AARP Eye Center
By Jo Becker, Education/Outreach Specialist, Fair Housing Council of Oregon
The federal Fair Housing Act (FHA) prohibits discrimination in housing on the basis of disability ¹. Those with a disability have the right to request reasonable modifications (RMs; changes to the structure, such as a ramp) or reasonable accommodations (RAs; changes in rules or policies) when they are necessary to ensure equal opportunity and access. This applies to, essentially, all housing 2.
A common RA request is for the use of an assistance animal. This article will address some things you should know about assistance animals in housing.
What is an assistance animal?
The definition of (and requirements of) an assistance animal under the FHA differs from the Americans with Disabilities Act. For fair housing purposes, the terms “assistance animal,” “therapy animal,” “service animal,” “aid animal, “working animal,” and “companion animal” are interchangeable.
Assistance animals may perform certain functions and tasks for their person, but that’s not always the case. "Seeing eye dogs" are an example used by some with visual impairments. Many of us are familiar with this type of assistance animal, but there are other examples as well:
- Alerting individuals with hearing impairments to sounds.
- Pulling wheelchairs or picking up things for persons with mobility impairments.
- Assisting those with mobility impairments with balance
- Alerting in advance of an oncoming seizure
- Providing emotional support for those with clinical depression, autism, PTSD, etc.

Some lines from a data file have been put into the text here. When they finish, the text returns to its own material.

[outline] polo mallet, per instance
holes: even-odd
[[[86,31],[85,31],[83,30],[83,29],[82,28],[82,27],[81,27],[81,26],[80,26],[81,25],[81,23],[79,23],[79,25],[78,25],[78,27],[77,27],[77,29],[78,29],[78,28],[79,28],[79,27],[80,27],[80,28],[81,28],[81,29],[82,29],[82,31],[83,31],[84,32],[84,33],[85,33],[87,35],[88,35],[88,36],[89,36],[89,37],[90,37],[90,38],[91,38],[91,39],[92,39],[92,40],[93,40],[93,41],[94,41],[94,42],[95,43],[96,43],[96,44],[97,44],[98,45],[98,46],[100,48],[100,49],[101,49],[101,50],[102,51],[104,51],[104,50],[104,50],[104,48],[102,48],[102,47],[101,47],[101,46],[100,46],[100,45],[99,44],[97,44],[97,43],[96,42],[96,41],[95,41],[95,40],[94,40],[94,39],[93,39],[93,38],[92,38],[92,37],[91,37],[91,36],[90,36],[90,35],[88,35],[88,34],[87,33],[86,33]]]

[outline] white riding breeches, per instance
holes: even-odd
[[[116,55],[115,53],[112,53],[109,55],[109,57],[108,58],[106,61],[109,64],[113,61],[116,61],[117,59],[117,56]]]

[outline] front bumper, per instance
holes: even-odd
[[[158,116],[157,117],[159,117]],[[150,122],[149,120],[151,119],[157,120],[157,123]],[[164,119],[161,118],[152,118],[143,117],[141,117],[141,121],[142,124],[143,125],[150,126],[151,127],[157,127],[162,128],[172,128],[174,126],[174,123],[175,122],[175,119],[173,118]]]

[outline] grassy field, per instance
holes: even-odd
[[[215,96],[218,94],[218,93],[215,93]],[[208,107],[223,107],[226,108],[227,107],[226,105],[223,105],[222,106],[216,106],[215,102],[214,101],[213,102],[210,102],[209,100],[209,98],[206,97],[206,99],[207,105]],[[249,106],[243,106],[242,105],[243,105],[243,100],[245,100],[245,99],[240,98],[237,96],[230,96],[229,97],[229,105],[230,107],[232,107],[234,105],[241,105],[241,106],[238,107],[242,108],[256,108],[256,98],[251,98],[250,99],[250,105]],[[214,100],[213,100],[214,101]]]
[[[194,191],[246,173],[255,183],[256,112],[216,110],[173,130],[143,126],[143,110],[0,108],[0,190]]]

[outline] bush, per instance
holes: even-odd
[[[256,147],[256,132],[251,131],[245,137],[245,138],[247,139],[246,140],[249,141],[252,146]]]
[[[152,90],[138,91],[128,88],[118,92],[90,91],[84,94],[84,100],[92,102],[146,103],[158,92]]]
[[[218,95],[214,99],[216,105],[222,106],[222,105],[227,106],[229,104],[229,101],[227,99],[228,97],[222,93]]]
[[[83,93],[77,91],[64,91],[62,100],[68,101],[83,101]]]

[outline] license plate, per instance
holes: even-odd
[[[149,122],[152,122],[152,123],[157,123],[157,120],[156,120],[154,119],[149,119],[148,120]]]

There are many, many more examples.
What it isn’t
An assistance animal is an animal of need, not an animal of choice; as such it is not legally a pet and should not be treated as one. That means a “no-pets” policy must, often, be accommodated. It addition, no animal-related fees, deposits, or rent may be charged. That said, residents are responsible for their animals’ behavior and any damage it may cause.
If you or someone you know has a disability and needs assistance in housing, visit www.FHCO.org/disability.htm or call the Fair Housing Hotline at 800/424-3247 Ext. 2 for help preparing to make a request. Given the individualistic nature of disabilities and what’s deemed “reasonable,” don’t hesitate to contact us if you feel a previous request has been unreasonably denied.

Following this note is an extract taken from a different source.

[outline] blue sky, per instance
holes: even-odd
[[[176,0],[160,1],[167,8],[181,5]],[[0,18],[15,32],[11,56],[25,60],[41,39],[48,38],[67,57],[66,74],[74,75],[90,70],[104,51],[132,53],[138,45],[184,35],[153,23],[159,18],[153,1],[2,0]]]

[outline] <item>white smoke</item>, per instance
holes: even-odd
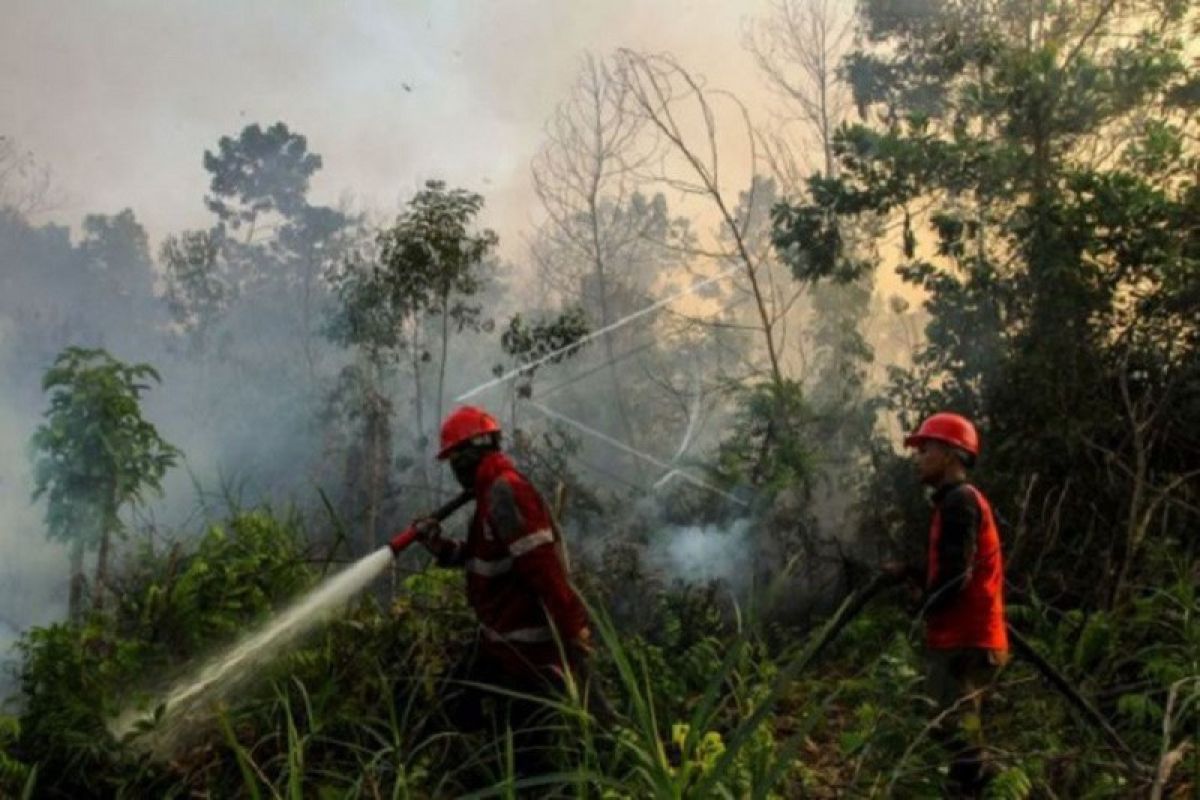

This article brought to you by the Fair Housing Council; a nonprofit serving the state of Oregon and SW Washington. Much of the information provided here was taken from a Joint Statement by The Department of Justice ("DOJ") and the Department of Housing and Urban Development ("HUD") on Reasonable Accommodations Under the Fair Housing Act and from Source: U.S. Department of Justice publication:
ASSISTANCE Animals In Housing:
Rights and Responsibilities
- have the right to request an assistance animal as a reasonable accommodation to a “no-pets” policy under the Fair Housing Act if you have a disability and the animal’s assistance is necessary because of your condition;
- need to provide verification to your housing provider to support your request;
- are responsible for the animal and its behavior
Your Housing Provider:
- may not request or require that an assistance animal be trained or certified;
- may not restrict animals by breed or species;
- will expect that property is not damaged by the animal nor that others are not unreasonably inconvenienced by it;
- may not charge fees, deposits, or rent related to an assistance animal regardless of whether or not pets are allowed on the property or there are such charges for pets;
- may have rules for assistance animals as long as they’re no more restrictive than rules for pets
This article brought to you by the Fair Housing Council; a nonprofit serving the state of Oregon and SW Washington. Learn more and / or sign up for our free, periodic newsletter at FHCO.org.
Qs about your rights and responsibilities under fair housing laws?
Visit FHCO.org or call 1-800-424-3247 Ext. 2.
Interested in training sessions, workshops or speakers about fair housing laws?
Contact us at www.FHCO.org/events_classes.htm.
¹ Federally protect classes under the FHA include: race, color, national origin, religion, sex, familial status (children) and disability. OR law also protects marital status, source of income, sexual orientation / gender identity, and domestic violence survivors. Additional protected classes have been added by local jurisdictions. Visit www.FHCO.org/pdfs/matrix_ore.pdf for more information.
² landlords, sales agents, mortgage lenders, home insurance carriers, homeowners associations, homeless shelters, designated senior communities as well as long term care facilities such as retirement communities, nursing homes, and assisted living facilities, etc.